Exploring the Ideal Switches for Artificial Intelligence

Posted on Mar 19, 2024 by

 193

With the rapid development and widespread application of artificial intelligence (AI), the high demands AI places on network performance have become a crucial challenge in today's technological advancement. Choosing switches that are suitable for AI applications is essential. This article will discuss the challenges AI poses to network performance and introduce switch solutions suitable for artificial intelligence.

Challenges of AI in Network Performance

AI applications require exceptional network performance. Here are the challenges AI poses to network performance.

Throughput and latency

Firstly, high throughput and low latency are fundamental requirements for AI tasks. Fast data transmission and low latency are crucial due to the significant amount of data involved in AI tasks. Secondly, AI applications demand reliability and stability in data accuracy, making these qualities crucial considerations in network design.

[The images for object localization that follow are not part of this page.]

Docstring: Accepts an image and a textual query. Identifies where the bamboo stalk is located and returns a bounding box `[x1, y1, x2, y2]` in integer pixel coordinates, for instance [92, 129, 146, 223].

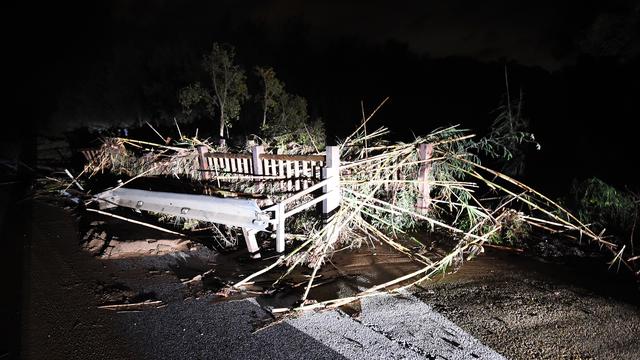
[85, 208, 186, 236]
[233, 256, 285, 288]
[98, 299, 163, 310]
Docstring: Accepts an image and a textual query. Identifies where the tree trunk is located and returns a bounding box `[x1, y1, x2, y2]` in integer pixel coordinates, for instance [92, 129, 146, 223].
[219, 109, 225, 138]
[262, 109, 267, 128]
[262, 92, 267, 127]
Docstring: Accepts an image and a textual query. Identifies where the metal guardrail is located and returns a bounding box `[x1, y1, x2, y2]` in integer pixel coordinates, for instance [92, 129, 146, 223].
[96, 188, 270, 258]
[91, 146, 342, 259]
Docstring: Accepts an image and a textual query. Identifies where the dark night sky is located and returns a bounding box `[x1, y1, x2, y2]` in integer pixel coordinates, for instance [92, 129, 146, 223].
[82, 0, 639, 67]
[8, 0, 640, 192]
[241, 0, 589, 68]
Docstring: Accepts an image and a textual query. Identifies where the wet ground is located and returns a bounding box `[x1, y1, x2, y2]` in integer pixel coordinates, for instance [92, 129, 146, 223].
[17, 199, 640, 359]
[417, 250, 640, 359]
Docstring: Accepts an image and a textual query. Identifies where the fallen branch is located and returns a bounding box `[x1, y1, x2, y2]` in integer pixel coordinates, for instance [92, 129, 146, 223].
[233, 256, 285, 289]
[64, 168, 85, 191]
[86, 208, 186, 237]
[98, 299, 164, 311]
[482, 243, 525, 253]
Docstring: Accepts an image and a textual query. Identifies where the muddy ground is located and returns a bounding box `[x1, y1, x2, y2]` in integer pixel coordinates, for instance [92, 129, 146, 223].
[416, 251, 640, 359]
[14, 199, 640, 359]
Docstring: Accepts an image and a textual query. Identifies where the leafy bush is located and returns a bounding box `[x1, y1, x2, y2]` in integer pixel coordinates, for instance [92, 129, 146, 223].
[471, 90, 539, 176]
[571, 177, 639, 240]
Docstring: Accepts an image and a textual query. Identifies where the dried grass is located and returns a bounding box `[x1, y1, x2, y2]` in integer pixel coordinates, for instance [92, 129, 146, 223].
[232, 117, 632, 313]
[72, 112, 634, 313]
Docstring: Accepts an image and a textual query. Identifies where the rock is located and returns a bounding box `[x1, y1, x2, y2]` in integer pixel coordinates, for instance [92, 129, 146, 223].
[82, 230, 108, 255]
[81, 228, 95, 242]
[84, 238, 106, 255]
[565, 247, 585, 257]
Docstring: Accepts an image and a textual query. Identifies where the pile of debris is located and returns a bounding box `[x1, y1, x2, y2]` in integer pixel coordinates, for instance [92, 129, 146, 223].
[47, 113, 636, 314]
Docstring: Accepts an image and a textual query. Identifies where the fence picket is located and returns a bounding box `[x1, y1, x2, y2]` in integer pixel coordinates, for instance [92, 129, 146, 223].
[285, 161, 293, 191]
[294, 161, 301, 191]
[200, 150, 328, 184]
[264, 159, 271, 176]
[243, 158, 249, 176]
[301, 161, 309, 189]
[278, 160, 285, 179]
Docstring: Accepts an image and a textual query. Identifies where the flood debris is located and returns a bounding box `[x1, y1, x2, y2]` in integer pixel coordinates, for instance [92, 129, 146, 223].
[235, 120, 628, 313]
[44, 101, 638, 315]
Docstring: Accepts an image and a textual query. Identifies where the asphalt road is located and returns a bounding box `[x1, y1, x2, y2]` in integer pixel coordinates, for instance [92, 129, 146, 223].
[20, 201, 503, 359]
[18, 200, 640, 359]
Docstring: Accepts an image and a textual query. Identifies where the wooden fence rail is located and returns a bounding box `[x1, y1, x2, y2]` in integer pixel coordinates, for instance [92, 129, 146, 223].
[198, 145, 326, 191]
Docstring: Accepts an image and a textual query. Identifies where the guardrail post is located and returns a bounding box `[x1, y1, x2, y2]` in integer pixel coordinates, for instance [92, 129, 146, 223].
[275, 203, 286, 253]
[252, 145, 264, 176]
[322, 146, 340, 220]
[416, 143, 433, 213]
[242, 228, 261, 259]
[196, 145, 211, 180]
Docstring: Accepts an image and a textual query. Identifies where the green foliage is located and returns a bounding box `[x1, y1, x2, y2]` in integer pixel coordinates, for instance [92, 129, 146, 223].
[260, 91, 326, 151]
[490, 209, 531, 245]
[375, 184, 421, 232]
[348, 121, 535, 241]
[178, 82, 214, 115]
[471, 90, 539, 176]
[270, 93, 309, 132]
[178, 44, 324, 149]
[203, 43, 248, 136]
[425, 126, 487, 229]
[179, 43, 248, 138]
[299, 119, 326, 151]
[255, 66, 285, 127]
[286, 210, 322, 234]
[571, 177, 639, 237]
[254, 66, 326, 152]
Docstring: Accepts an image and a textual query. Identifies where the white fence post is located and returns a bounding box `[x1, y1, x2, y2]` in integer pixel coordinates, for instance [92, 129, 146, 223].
[275, 203, 286, 253]
[416, 143, 433, 213]
[242, 228, 261, 259]
[322, 146, 340, 220]
[252, 145, 264, 176]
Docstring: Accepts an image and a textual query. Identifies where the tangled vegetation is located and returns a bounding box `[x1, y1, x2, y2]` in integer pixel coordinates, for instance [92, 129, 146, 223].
[569, 177, 639, 262]
[68, 95, 638, 313]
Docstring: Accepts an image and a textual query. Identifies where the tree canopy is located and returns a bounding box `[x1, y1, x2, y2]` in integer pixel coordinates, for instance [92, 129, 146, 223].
[179, 43, 248, 141]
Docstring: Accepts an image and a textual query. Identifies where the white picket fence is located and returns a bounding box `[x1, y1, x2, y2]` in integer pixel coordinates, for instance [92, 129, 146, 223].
[197, 145, 326, 191]
[196, 145, 341, 255]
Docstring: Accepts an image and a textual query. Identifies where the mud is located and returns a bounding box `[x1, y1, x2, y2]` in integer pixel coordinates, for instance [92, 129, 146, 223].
[415, 250, 640, 359]
[20, 199, 640, 359]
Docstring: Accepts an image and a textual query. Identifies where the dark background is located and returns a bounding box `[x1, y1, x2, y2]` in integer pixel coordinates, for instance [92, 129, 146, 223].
[3, 1, 639, 358]
[9, 0, 640, 193]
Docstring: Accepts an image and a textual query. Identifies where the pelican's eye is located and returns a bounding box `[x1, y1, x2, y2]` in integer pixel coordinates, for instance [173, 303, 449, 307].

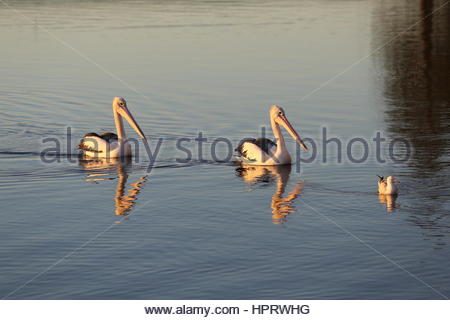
[119, 102, 125, 107]
[278, 111, 283, 116]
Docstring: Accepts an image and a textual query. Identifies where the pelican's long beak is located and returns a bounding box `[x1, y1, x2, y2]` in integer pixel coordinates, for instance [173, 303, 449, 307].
[118, 106, 146, 141]
[278, 114, 308, 151]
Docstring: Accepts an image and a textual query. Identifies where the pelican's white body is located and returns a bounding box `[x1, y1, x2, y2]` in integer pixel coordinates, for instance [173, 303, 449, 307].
[238, 142, 291, 165]
[81, 137, 132, 158]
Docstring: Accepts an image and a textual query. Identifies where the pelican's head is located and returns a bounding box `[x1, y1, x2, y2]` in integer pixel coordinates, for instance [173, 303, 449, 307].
[112, 97, 146, 140]
[270, 105, 308, 151]
[386, 176, 400, 184]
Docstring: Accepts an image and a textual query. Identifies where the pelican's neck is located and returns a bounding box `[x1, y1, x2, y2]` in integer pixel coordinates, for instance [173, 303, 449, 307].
[113, 109, 126, 141]
[270, 114, 287, 155]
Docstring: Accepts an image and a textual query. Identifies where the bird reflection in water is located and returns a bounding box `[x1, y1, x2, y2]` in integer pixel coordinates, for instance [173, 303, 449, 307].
[236, 165, 303, 224]
[79, 157, 148, 220]
[378, 194, 399, 213]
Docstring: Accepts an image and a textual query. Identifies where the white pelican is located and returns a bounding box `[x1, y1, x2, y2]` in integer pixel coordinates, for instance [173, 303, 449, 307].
[377, 175, 400, 195]
[235, 105, 308, 165]
[78, 97, 146, 158]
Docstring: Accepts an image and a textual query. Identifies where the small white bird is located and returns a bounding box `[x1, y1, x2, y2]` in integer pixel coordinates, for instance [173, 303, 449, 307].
[377, 175, 400, 195]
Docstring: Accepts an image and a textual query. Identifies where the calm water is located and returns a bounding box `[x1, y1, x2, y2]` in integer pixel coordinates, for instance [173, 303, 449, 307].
[0, 0, 449, 299]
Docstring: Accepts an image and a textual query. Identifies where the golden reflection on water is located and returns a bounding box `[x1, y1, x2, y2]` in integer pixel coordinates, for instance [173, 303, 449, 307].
[378, 194, 399, 213]
[236, 165, 303, 224]
[79, 157, 148, 219]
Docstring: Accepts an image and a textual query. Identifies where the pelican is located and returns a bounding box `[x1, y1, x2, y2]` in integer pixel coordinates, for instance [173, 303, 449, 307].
[78, 97, 146, 158]
[377, 175, 400, 195]
[235, 105, 308, 165]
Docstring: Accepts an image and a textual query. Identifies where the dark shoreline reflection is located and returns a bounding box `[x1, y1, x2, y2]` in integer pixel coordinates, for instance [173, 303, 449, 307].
[372, 0, 450, 246]
[236, 165, 303, 224]
[79, 157, 148, 220]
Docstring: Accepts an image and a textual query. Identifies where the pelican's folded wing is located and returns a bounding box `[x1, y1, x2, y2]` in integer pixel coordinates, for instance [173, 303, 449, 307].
[235, 138, 276, 162]
[78, 133, 109, 154]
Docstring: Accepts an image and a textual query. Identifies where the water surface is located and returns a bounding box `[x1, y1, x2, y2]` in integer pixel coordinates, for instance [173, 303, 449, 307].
[0, 0, 449, 299]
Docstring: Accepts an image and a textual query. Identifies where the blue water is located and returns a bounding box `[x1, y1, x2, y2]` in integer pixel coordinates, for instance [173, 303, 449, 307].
[0, 0, 449, 299]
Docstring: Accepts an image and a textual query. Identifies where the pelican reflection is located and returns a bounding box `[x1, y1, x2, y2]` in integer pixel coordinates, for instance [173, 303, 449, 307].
[79, 157, 148, 218]
[236, 165, 303, 224]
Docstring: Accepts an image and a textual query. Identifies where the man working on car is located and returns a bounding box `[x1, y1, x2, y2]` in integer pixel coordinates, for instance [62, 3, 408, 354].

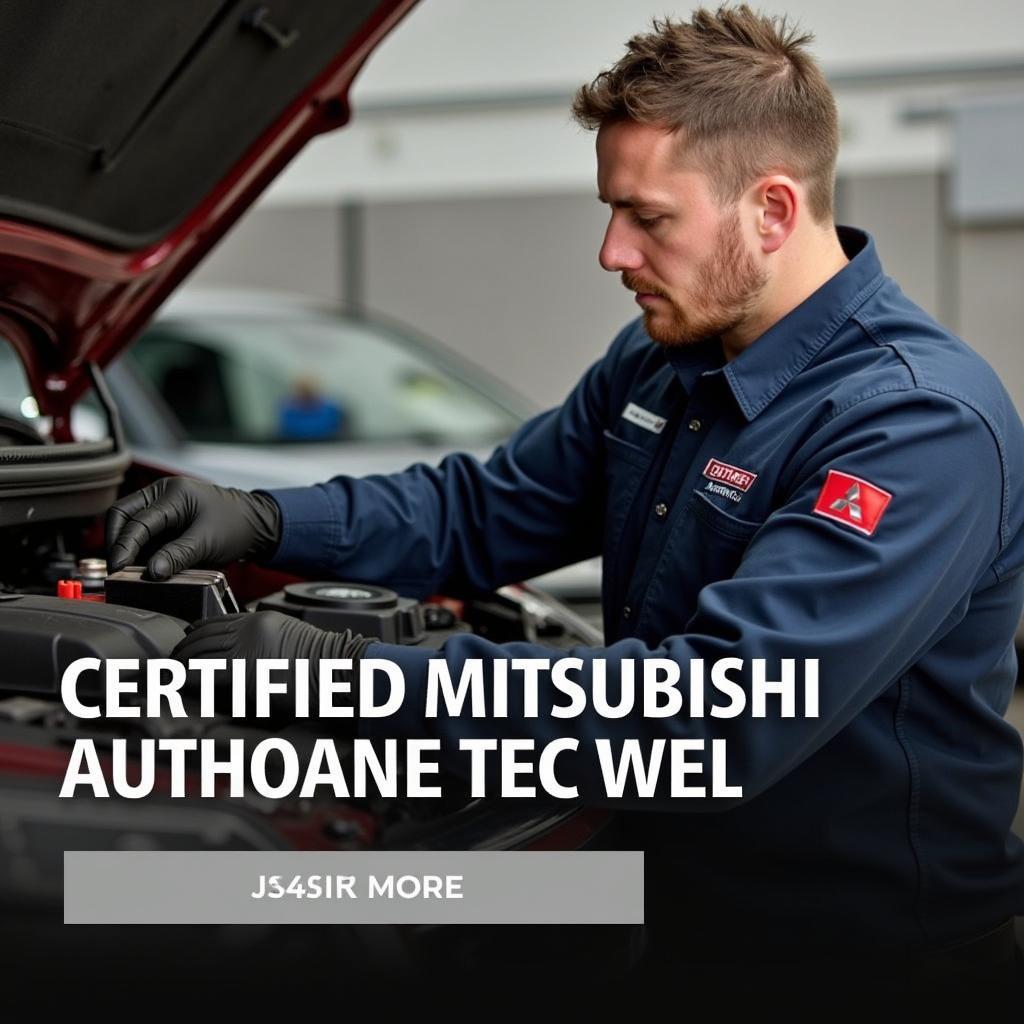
[107, 5, 1024, 995]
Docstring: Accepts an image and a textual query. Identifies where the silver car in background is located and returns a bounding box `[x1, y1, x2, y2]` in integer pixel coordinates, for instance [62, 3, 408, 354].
[104, 289, 603, 617]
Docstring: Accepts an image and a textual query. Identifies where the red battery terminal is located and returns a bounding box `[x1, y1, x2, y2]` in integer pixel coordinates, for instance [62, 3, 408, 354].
[57, 579, 83, 600]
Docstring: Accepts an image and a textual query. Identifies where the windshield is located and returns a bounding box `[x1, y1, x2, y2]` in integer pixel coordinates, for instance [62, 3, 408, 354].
[126, 312, 525, 447]
[0, 339, 108, 442]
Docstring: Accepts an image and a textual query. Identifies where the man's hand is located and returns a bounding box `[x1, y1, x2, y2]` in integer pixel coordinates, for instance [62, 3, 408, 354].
[106, 478, 282, 581]
[171, 610, 377, 719]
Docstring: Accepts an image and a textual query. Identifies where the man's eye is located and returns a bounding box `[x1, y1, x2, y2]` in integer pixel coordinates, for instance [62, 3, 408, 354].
[632, 213, 664, 228]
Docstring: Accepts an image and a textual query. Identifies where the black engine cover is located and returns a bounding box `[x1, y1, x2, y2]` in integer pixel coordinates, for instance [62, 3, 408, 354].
[0, 594, 186, 695]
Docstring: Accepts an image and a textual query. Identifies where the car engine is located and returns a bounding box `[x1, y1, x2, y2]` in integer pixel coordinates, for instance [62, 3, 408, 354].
[0, 388, 622, 980]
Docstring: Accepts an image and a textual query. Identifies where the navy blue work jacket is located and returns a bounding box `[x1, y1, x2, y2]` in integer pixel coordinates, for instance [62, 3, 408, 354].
[267, 227, 1024, 957]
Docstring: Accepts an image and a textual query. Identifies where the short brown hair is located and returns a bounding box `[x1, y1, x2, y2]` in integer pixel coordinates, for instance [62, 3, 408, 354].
[572, 5, 838, 222]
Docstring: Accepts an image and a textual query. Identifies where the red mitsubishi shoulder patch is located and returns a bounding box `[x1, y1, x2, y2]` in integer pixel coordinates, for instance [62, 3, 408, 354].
[812, 470, 892, 537]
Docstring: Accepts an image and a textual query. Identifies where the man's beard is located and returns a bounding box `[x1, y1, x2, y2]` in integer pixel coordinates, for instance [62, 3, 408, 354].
[624, 209, 768, 347]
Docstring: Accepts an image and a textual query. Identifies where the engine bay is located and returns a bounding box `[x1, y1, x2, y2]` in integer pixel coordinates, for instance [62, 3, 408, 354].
[0, 368, 619, 978]
[0, 507, 607, 886]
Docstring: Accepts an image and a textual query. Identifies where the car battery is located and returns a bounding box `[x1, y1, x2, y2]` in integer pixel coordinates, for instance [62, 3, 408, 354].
[104, 567, 240, 622]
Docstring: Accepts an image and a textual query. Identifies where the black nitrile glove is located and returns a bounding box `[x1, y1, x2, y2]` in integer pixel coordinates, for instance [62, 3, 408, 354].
[106, 478, 281, 581]
[171, 610, 377, 717]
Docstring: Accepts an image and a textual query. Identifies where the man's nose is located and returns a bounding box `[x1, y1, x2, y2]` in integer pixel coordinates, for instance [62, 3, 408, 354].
[598, 220, 643, 273]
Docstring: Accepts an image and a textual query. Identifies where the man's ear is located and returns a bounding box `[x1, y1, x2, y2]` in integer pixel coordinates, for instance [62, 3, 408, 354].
[754, 176, 798, 254]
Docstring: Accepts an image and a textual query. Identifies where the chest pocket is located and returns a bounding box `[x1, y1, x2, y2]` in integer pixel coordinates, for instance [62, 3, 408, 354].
[683, 489, 763, 589]
[625, 486, 768, 644]
[602, 428, 655, 570]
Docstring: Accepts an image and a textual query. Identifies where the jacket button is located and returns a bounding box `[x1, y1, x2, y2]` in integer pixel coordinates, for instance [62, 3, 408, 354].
[688, 418, 702, 432]
[622, 605, 632, 620]
[654, 502, 669, 520]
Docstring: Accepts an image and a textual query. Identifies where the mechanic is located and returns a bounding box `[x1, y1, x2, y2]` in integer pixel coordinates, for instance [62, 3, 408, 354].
[106, 5, 1024, 999]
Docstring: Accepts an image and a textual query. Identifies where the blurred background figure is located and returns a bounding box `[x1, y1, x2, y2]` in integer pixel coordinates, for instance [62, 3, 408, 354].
[277, 375, 346, 441]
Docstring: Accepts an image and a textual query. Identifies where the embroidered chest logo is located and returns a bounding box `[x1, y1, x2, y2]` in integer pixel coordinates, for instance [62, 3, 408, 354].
[812, 470, 891, 536]
[702, 458, 758, 503]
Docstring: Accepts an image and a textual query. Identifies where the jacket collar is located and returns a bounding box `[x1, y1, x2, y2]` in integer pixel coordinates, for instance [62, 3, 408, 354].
[662, 226, 886, 420]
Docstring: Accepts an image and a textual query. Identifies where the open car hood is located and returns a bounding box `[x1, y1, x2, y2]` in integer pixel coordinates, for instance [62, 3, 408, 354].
[0, 0, 416, 435]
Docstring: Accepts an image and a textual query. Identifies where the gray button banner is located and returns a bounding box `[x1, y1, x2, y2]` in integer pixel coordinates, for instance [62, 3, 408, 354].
[64, 850, 644, 924]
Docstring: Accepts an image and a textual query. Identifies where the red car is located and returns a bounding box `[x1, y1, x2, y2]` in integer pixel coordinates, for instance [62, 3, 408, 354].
[0, 1, 632, 988]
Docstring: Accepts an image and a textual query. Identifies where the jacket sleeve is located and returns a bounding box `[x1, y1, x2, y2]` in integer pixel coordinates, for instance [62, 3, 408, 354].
[261, 326, 640, 598]
[361, 389, 1011, 810]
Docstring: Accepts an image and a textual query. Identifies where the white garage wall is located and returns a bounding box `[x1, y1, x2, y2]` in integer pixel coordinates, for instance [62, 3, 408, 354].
[361, 193, 635, 409]
[189, 205, 343, 303]
[841, 173, 944, 320]
[957, 228, 1024, 415]
[352, 0, 1024, 101]
[261, 0, 1024, 205]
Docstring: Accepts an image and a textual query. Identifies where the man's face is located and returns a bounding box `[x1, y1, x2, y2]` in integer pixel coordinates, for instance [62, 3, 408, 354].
[596, 120, 768, 347]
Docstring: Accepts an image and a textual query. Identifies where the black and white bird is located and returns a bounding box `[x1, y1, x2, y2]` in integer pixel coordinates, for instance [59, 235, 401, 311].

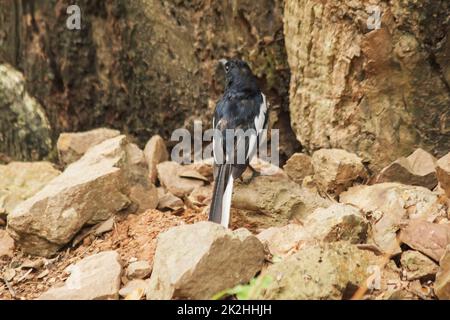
[209, 59, 268, 228]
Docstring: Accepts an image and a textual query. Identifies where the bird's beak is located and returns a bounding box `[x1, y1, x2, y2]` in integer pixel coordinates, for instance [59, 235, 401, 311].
[219, 58, 228, 67]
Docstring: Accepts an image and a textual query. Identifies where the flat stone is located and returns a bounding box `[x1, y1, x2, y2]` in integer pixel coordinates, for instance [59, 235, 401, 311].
[38, 251, 122, 300]
[57, 128, 120, 166]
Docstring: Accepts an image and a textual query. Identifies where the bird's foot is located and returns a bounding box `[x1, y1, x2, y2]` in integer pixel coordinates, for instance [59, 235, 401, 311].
[241, 165, 261, 184]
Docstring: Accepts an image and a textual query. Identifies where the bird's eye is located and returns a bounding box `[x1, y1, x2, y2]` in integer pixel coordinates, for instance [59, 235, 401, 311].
[225, 63, 230, 73]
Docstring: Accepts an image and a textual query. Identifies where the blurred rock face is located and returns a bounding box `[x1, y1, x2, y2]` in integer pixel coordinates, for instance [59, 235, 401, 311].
[284, 0, 450, 170]
[0, 0, 297, 161]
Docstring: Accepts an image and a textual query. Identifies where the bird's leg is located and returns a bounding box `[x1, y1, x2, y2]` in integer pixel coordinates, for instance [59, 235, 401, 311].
[241, 165, 261, 184]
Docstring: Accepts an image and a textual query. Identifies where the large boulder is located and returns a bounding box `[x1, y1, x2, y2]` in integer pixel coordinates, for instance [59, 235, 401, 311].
[340, 183, 447, 254]
[38, 251, 122, 300]
[284, 0, 450, 170]
[0, 162, 61, 215]
[374, 148, 438, 189]
[7, 135, 154, 257]
[311, 149, 367, 195]
[232, 175, 332, 228]
[257, 242, 381, 299]
[0, 64, 52, 161]
[57, 128, 120, 166]
[146, 222, 265, 300]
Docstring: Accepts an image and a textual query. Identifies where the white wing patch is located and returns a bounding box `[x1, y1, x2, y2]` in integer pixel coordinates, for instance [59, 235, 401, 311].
[247, 93, 267, 160]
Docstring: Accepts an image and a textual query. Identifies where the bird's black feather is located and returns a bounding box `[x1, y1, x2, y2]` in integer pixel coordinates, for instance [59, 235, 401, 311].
[208, 59, 268, 227]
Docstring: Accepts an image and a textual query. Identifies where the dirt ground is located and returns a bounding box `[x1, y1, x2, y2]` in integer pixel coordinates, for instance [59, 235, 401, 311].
[0, 208, 209, 300]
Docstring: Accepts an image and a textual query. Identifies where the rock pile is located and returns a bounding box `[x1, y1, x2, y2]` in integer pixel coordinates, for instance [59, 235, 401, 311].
[0, 129, 449, 300]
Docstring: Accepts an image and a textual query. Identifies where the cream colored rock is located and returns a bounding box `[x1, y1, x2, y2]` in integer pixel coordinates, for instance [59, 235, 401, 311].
[436, 153, 450, 198]
[57, 128, 120, 166]
[0, 161, 60, 215]
[257, 242, 381, 300]
[399, 220, 450, 262]
[38, 251, 122, 300]
[157, 161, 204, 198]
[157, 188, 184, 211]
[257, 224, 310, 257]
[146, 222, 265, 300]
[312, 149, 367, 195]
[143, 135, 169, 184]
[126, 260, 152, 280]
[340, 183, 446, 254]
[435, 245, 450, 300]
[7, 136, 136, 257]
[0, 229, 14, 259]
[374, 148, 437, 189]
[303, 204, 368, 244]
[119, 279, 149, 299]
[232, 175, 332, 228]
[188, 185, 213, 207]
[400, 250, 439, 281]
[283, 153, 313, 185]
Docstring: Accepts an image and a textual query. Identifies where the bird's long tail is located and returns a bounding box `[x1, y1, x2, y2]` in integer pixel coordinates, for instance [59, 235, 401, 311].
[209, 163, 233, 228]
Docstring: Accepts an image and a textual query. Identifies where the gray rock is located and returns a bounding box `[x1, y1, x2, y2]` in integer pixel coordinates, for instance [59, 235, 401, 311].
[146, 222, 265, 300]
[38, 251, 122, 300]
[0, 64, 52, 161]
[257, 242, 380, 300]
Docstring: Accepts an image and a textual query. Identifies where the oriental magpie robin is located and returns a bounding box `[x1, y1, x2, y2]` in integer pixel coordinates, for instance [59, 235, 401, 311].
[209, 59, 268, 228]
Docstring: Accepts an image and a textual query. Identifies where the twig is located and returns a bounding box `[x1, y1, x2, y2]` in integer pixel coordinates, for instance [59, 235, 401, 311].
[16, 269, 33, 283]
[2, 277, 16, 298]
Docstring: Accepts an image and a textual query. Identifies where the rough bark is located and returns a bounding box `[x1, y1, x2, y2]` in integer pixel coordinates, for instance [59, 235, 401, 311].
[0, 0, 298, 161]
[285, 0, 450, 170]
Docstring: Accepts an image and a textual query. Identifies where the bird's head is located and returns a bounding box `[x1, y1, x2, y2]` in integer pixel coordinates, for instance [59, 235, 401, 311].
[219, 58, 259, 92]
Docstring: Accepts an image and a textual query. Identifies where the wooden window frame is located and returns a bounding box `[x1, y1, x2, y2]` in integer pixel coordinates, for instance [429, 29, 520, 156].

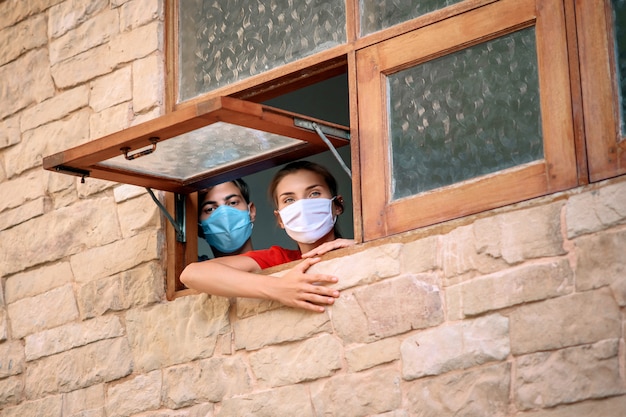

Limitations of Traditional Network Protocols

Traditional TCP/IP protocols have certain limitations when faced with the demands of AI applications. Firstly, TCP/IP protocols introduce significant delays in data transmission due to multiple context switches and CPU involvement in packet encapsulation. Secondly, TCP/IP networks place a heavy load on host CPUs, largely due to the high coefficient of correlation between network bandwidth and CPU utilization. Additionally, the traditional three-layer network architecture suffers from bandwidth wastage and limitations in large-scale data transmission and processing, necessitating alternative solutions better suited for AI applications.

Data Center Architecture

The traditional three-layer network architecture (access layer, aggregation layer and core layer) has certain drawbacks and limitations when it comes to AI applications. And with the development of cloud computing, these shortcomings have become more prominent, including waste of bandwidth, large fault domain and long latency.

To optimize network performance, the leaf-spine architecture has emerged as a superior choice. The leaf-spine architecture directs network traffic directly to the target device, reducing bandwidth wastage and providing lower latency and better scalability. Optimizing network architecture can meet the high demands of AI applications on network performance and improve the efficiency and performance of AI applications.

Data Center Architecture

Application of RDMA Technology in AI

Remote Direct Memory Access (RDMA) technology has emerged to meet the network performance demands of AI applications. RDMA enables direct data transfer between host memory and network devices, bypassing the CPU and thereby reducing latency and alleviating CPU loads. In Ethernet-based RDMA solutions, technologies such as Infiniband, RoCE, and iWARP have become prominent choices. Among them, Infiniband is specially designed for RDMA, ensuring reliable transmission from the hardware level. It has advanced technology, but the cost is high. Both RoCE and iWARP are based on Ethernet RDMA technology. These technologies support high throughput, low latency, and reliable transmission, providing more efficient network performance for AI applications. For more information about RDMA, please refer to A Quick Look at the Differences: RDMA vs TCP/IP.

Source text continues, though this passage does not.